Stage 09 — Multi-Agent Frameworks
Multi-Agent Frameworks · Comprehensive Technical Training · ⏱ 10–12 hours
Learning Objectives
By the end of this stage you will be able to:
- Build multi-agent systems with CrewAI
- Design graph-based workflows with LangGraph
- Implement conditional routing and decision points
- Handle agent memory and state across conversations
- Debug and monitor multi-agent systems
Section 1: CrewAI Framework
CrewAI provides high-level abstractions for multi-agent systems. Agents are assigned roles, tools, and goals. Tasks define what agents should accomplish.
Basic CrewAI Setup
from crewai import Agent, Task, Crew, Process
from langchain_openai import ChatOpenAI
# Define agents
researcher = Agent(
role="Research Analyst",
goal="Find and analyze relevant information",
backstory="You are an expert research analyst...",
verbose=True,
allow_delegation=False,
tools=[search_tool, scrape_tool],
llm=ChatOpenAI(model="gpt-4o"),
)
writer = Agent(
role="Content Writer",
goal="Write high-quality content",
backstory="You are a skilled technical writer...",
verbose=True,
tools=[formatting_tool],
llm=ChatOpenAI(model="gpt-4o"),
)
# Define tasks
research_task = Task(
description="Research topic X and provide key insights",
agent=researcher,
expected_output="Detailed research report",
)
writing_task = Task(
description="Write a blog post based on the research",
agent=writer,
expected_output="Polished blog post",
)
# Create crew
crew = Crew(
agents=[researcher, writer],
tasks=[research_task, writing_task],
process=Process.sequential, # Execute in order
verbose=True,
)
# Execute
result = crew.kickoff(inputs={"topic": "AI Agents"})

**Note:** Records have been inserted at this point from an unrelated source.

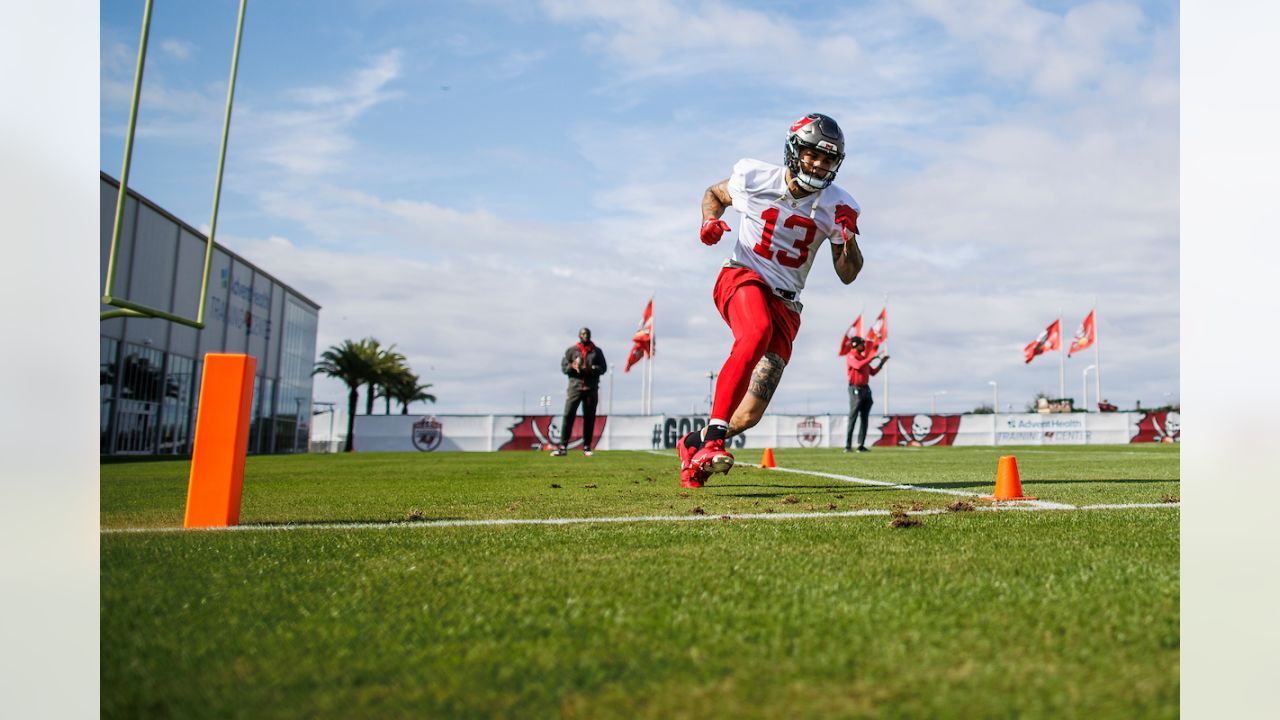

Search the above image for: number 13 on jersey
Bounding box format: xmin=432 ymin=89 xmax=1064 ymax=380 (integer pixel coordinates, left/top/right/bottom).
xmin=753 ymin=208 xmax=818 ymax=268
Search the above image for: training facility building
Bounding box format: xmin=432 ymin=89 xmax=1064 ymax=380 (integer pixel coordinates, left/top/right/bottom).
xmin=99 ymin=173 xmax=320 ymax=455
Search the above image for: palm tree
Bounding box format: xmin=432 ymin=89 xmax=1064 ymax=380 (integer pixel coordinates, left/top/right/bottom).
xmin=387 ymin=368 xmax=435 ymax=415
xmin=365 ymin=338 xmax=406 ymax=415
xmin=311 ymin=337 xmax=378 ymax=452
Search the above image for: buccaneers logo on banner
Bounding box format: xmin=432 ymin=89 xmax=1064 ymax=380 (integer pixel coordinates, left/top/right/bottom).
xmin=876 ymin=415 xmax=960 ymax=447
xmin=1129 ymin=410 xmax=1183 ymax=442
xmin=498 ymin=415 xmax=608 ymax=450
xmin=410 ymin=416 xmax=444 ymax=452
xmin=796 ymin=415 xmax=822 ymax=447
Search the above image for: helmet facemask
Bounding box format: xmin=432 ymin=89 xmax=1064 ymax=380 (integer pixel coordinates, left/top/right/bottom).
xmin=782 ymin=113 xmax=845 ymax=192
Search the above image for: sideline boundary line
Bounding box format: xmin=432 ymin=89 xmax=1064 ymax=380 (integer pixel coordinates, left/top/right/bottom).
xmin=99 ymin=502 xmax=1181 ymax=536
xmin=99 ymin=450 xmax=1181 ymax=536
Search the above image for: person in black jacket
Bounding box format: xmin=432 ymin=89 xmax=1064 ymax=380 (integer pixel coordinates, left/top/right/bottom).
xmin=552 ymin=328 xmax=609 ymax=457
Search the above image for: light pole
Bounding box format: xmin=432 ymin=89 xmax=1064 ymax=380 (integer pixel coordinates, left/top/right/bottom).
xmin=1080 ymin=365 xmax=1097 ymax=413
xmin=311 ymin=402 xmax=334 ymax=452
xmin=707 ymin=370 xmax=716 ymax=418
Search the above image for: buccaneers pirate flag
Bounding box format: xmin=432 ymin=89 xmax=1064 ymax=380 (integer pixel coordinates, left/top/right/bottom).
xmin=622 ymin=297 xmax=654 ymax=373
xmin=1066 ymin=310 xmax=1098 ymax=357
xmin=840 ymin=314 xmax=863 ymax=357
xmin=1024 ymin=318 xmax=1062 ymax=363
xmin=867 ymin=307 xmax=888 ymax=355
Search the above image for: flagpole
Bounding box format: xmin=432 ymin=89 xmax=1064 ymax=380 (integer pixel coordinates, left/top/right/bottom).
xmin=1057 ymin=307 xmax=1066 ymax=400
xmin=882 ymin=292 xmax=888 ymax=416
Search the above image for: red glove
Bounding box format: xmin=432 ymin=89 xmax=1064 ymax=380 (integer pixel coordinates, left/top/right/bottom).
xmin=698 ymin=218 xmax=732 ymax=245
xmin=836 ymin=205 xmax=858 ymax=234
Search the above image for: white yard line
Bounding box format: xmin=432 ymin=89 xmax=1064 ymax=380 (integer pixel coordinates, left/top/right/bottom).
xmin=101 ymin=451 xmax=1181 ymax=534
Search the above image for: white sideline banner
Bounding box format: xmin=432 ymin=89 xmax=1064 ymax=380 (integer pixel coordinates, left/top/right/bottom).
xmin=353 ymin=411 xmax=1181 ymax=452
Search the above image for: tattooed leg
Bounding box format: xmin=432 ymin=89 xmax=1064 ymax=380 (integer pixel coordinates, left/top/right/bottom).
xmin=727 ymin=352 xmax=787 ymax=437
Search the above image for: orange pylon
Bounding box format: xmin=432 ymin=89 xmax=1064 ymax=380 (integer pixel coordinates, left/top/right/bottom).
xmin=182 ymin=352 xmax=257 ymax=528
xmin=983 ymin=455 xmax=1036 ymax=500
xmin=760 ymin=447 xmax=778 ymax=468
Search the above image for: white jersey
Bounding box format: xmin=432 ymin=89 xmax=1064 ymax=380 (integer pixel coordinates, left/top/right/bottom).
xmin=724 ymin=159 xmax=861 ymax=311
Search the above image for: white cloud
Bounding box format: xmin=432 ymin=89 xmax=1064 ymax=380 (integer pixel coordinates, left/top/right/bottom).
xmin=104 ymin=0 xmax=1179 ymax=413
xmin=244 ymin=49 xmax=402 ymax=177
xmin=160 ymin=37 xmax=196 ymax=60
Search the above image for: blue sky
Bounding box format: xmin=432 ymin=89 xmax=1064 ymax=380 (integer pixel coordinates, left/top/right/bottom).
xmin=100 ymin=0 xmax=1180 ymax=413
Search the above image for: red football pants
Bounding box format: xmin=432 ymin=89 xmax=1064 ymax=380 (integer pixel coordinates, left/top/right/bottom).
xmin=712 ymin=268 xmax=800 ymax=423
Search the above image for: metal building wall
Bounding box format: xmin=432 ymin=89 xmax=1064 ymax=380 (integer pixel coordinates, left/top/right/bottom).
xmin=99 ymin=173 xmax=320 ymax=455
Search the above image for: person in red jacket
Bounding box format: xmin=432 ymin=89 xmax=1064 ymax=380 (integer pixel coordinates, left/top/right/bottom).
xmin=845 ymin=336 xmax=888 ymax=452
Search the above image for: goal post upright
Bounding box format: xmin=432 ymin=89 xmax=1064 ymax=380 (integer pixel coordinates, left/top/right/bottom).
xmin=100 ymin=0 xmax=248 ymax=329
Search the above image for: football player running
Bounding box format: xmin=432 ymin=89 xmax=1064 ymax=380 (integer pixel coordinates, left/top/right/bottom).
xmin=677 ymin=113 xmax=863 ymax=488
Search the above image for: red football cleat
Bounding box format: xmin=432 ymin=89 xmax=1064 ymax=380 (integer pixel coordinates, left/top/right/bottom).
xmin=676 ymin=433 xmax=709 ymax=488
xmin=689 ymin=439 xmax=733 ymax=474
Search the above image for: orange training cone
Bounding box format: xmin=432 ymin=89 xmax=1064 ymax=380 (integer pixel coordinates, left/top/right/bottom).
xmin=760 ymin=447 xmax=778 ymax=468
xmin=983 ymin=455 xmax=1036 ymax=500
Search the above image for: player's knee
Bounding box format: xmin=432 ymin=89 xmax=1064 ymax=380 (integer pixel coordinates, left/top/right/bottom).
xmin=733 ymin=324 xmax=773 ymax=357
xmin=730 ymin=407 xmax=764 ymax=430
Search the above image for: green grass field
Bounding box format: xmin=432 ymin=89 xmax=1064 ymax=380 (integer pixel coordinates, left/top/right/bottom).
xmin=101 ymin=446 xmax=1179 ymax=717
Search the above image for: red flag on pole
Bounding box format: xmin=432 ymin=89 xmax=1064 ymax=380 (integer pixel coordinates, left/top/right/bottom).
xmin=1066 ymin=310 xmax=1098 ymax=357
xmin=622 ymin=297 xmax=654 ymax=373
xmin=840 ymin=314 xmax=863 ymax=357
xmin=1023 ymin=318 xmax=1062 ymax=363
xmin=867 ymin=307 xmax=888 ymax=355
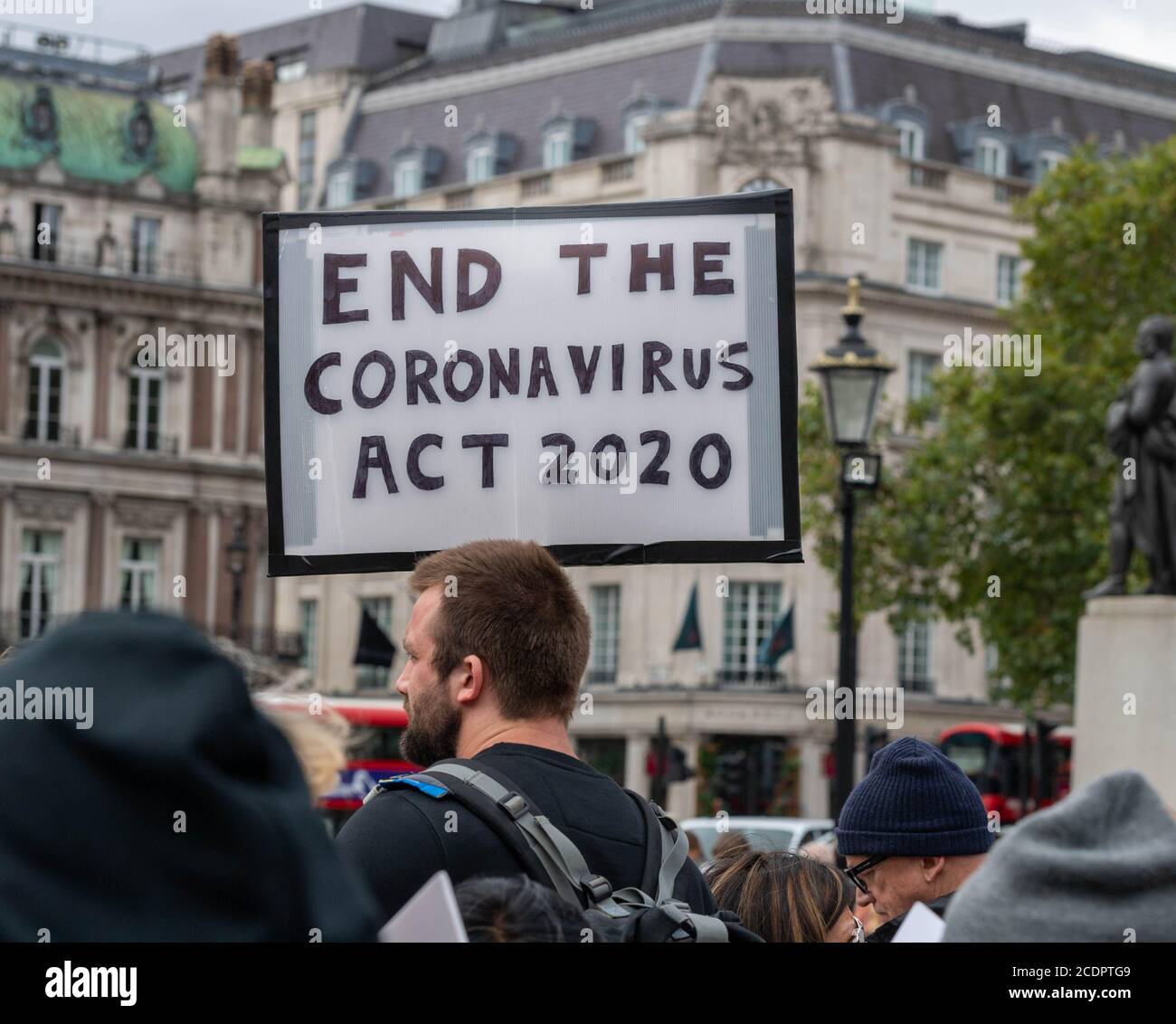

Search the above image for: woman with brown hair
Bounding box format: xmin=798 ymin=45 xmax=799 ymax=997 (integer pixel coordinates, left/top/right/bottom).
xmin=707 ymin=850 xmax=866 ymax=942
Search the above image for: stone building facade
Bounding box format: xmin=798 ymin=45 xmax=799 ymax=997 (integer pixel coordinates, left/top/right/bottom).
xmin=267 ymin=0 xmax=1176 ymax=815
xmin=0 ymin=36 xmax=287 ymax=652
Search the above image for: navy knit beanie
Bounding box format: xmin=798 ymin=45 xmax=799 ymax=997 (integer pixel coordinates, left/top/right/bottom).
xmin=836 ymin=736 xmax=994 ymax=857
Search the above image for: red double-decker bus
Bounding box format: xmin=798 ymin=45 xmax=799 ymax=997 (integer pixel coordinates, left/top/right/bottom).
xmin=262 ymin=694 xmax=418 ymax=835
xmin=940 ymin=722 xmax=1074 ymax=824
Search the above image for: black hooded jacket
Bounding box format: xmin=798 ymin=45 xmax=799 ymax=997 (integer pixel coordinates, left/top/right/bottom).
xmin=0 ymin=613 xmax=379 ymax=942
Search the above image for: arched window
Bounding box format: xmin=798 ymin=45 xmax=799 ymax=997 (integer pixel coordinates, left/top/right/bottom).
xmin=122 ymin=352 xmax=164 ymax=451
xmin=24 ymin=337 xmax=66 ymax=441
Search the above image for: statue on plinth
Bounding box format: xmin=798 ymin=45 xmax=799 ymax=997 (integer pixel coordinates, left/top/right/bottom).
xmin=1085 ymin=317 xmax=1176 ymax=597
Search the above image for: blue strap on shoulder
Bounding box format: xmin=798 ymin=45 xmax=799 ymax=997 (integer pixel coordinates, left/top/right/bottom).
xmin=364 ymin=773 xmax=450 ymax=803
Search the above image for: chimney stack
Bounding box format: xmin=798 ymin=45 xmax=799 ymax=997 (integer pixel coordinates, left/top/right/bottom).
xmin=200 ymin=33 xmax=239 ymax=176
xmin=238 ymin=60 xmax=274 ymax=146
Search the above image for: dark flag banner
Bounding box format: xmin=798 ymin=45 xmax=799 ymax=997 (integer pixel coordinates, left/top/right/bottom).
xmin=756 ymin=605 xmax=795 ymax=668
xmin=352 ymin=604 xmax=396 ymax=669
xmin=674 ymin=583 xmax=702 ymax=650
xmin=262 ymin=189 xmax=802 ymax=576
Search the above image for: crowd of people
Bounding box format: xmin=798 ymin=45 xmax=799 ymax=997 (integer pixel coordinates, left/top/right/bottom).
xmin=0 ymin=541 xmax=1176 ymax=943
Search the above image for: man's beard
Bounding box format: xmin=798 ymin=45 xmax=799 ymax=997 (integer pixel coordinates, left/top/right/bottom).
xmin=400 ymin=681 xmax=461 ymax=766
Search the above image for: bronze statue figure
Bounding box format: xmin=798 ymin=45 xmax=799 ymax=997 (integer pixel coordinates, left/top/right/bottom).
xmin=1086 ymin=317 xmax=1176 ymax=597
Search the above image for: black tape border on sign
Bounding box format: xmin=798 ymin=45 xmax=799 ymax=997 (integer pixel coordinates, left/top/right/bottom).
xmin=261 ymin=188 xmax=804 ymax=576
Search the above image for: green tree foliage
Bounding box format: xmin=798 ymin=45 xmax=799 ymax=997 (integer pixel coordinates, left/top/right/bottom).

Section 2: LangGraph for Complex Workflows
LangGraph enables graph-based agent workflows with conditional routing, loops, and state management.
Graph Structure
from langgraph.graph import StateGraph, END
from langchain_core.messages import HumanMessage, AIMessage
# Define state
class State:
messages: list
approved: bool
# Define nodes (agents or functions)
def classify_request(state):
"""First agent: classify the request"""
response = llm.invoke(state.messages)
return {"messages": state.messages + [response]}
def approve_request(state):
"""Second agent: approval step"""
response = llm.invoke(f"Approve or reject: {state.messages[-1]}")
return {"approved": "approve" in response.lower()}
def execute_action(state):
"""Third agent: take action"""
action = llm.invoke(state.messages)
return {"messages": state.messages + [action]}
# Build graph
graph = StateGraph(State)
graph.add_node("classify", classify_request)
graph.add_node("approve", approve_request)
graph.add_node("execute", execute_action)
# Define edges with conditional routing
graph.add_edge("classify", "approve")
graph.add_conditional_edges(
"approve",
lambda state: "execute" if state.approved else END,
)
# Compile
compiled = graph.compile()
# Execute
result = compiled.invoke(State(messages=[HumanMessage("Do X")]))
print(result)
Section 3: State Management
Multi-agent systems need persistent state across steps:
class AgentState(BaseModel):
conversation_history: list
user_profile: dict
task_progress: dict
decisions_made: list
def agent_step(state: AgentState):
# Agent can access full state
user_prefs = state.user_profile.get("preferences", {})
previous_decisions = state.decisions_made
# Make decision based on state
response = llm.invoke(
f"Based on previous decisions {previous_decisions} and prefs {user_prefs}, what's next?"
)
# Update state
state.conversation_history.append(response)
state.decisions_made.append(response)
return state
What's Next
Stage 10 covers Microsoft AutoGen, an alternative multi-agent framework emphasizing conversation patterns and tool integration.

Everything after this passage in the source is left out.